Après avoir évoqué la proximité entre Alain Carignon et Nicolas Sarkozy et révélé que depuis la place Beauvau, ce dernier avait promu un fonctionnaire condamné pour son implication dans les affaires grenobloises, Avrillier conclut au micro de France Inter : « Il y a une assez grande similitude, vue de Grenoble, entre le fonctionnement de M. Sarkozy, ses grandes déclarations, sa communication et ce que faisait M. Carignon. Il y a une certaine amitié politique, mais en même temps, une pratique politique qui est assez similaire. »

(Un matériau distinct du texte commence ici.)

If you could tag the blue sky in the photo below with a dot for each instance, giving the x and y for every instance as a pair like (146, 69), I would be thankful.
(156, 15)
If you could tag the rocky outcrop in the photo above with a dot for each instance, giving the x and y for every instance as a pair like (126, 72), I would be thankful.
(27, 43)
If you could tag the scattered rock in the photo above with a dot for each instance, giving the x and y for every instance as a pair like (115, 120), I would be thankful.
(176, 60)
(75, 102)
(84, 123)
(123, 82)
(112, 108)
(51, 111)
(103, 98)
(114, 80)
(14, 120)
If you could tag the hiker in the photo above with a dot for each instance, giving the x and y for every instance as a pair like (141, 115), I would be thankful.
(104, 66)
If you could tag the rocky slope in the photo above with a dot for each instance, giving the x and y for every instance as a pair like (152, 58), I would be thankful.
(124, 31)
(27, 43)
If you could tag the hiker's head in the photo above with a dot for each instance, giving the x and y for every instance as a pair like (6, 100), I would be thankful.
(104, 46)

» Je suis très choqué de ce que je viens d’entendre «
Nicolas Sarkozy interrompant un journal de France Inter en plein direct en 2004
Entendant ces mots, Nicolas Sarkozy sort de ses gonds et pénètre dans le studio. En plein direct, il coupe la présentatrice, Bernadette Chamonaz, et s’empare du micro en bégayant : « Je peux vous dire que je suis très choqué de ce que je viens d’entendre. […] Alain Carignon a été condamné.[…] Je l’ai pas laissé tomber, mais je n’ai rien à vous… Et […] Et humainement, chacun des auditeurs peut le comprendre… Mais je n’ai absolument rien à voir avec ces affaires, c’est proprement invraisemblable. »

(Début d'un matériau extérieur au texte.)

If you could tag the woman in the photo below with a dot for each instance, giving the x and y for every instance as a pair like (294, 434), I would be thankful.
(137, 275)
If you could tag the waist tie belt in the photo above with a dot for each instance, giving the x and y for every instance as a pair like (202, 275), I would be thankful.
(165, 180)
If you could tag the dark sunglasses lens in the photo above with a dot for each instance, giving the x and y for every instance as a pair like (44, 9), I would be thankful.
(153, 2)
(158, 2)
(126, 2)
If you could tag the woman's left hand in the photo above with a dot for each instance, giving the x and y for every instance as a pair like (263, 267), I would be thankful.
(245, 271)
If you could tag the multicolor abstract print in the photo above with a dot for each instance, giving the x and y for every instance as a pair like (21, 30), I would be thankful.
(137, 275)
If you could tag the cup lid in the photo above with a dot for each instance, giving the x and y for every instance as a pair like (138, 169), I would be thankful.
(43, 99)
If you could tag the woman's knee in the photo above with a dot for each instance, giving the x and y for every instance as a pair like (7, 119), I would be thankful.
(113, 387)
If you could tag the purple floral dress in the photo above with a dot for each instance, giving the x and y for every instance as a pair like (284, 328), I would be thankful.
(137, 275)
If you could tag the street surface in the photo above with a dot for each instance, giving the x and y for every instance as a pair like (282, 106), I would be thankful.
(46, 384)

Journaliste respecté de France Inter, l’auteur de l’interview d’Avrillier, Benoît Collombat, n’en croit pas ses oreilles. Dans la bouche du ministre, son reportage devient « inadmissible », « malhonnête », « empreint de choses fausses ». Cette anecdote est représentative de ce que fera ensuite Nicolas Sarkozy une fois devenu président de la République : l’indépendance éditoriale n’est pas à son goût.
» N’avez vous pas instauré une forme de monarchie élective ? «
Question de Laurent Joffrin à Nicolas Sarkozy en janvier 2008
Preuve en est son altercation avec Libération au tout début de son quinquennat. En janvier 2008, devant une cinquantaine de confrères et le gouvernement de François Fillon au complet qui écoute religieusement le chef de l’État, Laurent Joffrin, alors directeur de la rédaction de Libération, interpelle le président de la République lors d’une conférence de presse : « Vous occupez de manière fréquente, sinon continue, la scène médiatique, vous êtes à l’origine de la plupart, sinon la totalité des initiatives gouvernementales, vous avez qualifié votre Premier ministre de “collaborateur”. […] Vous êtes le chef d’État du monde démocratique qui détient le plus de pouvoirs. Au fond, n’avez-vous pas instauré une forme de pouvoir personnel, pour ne pas dire de monarchie élective ? »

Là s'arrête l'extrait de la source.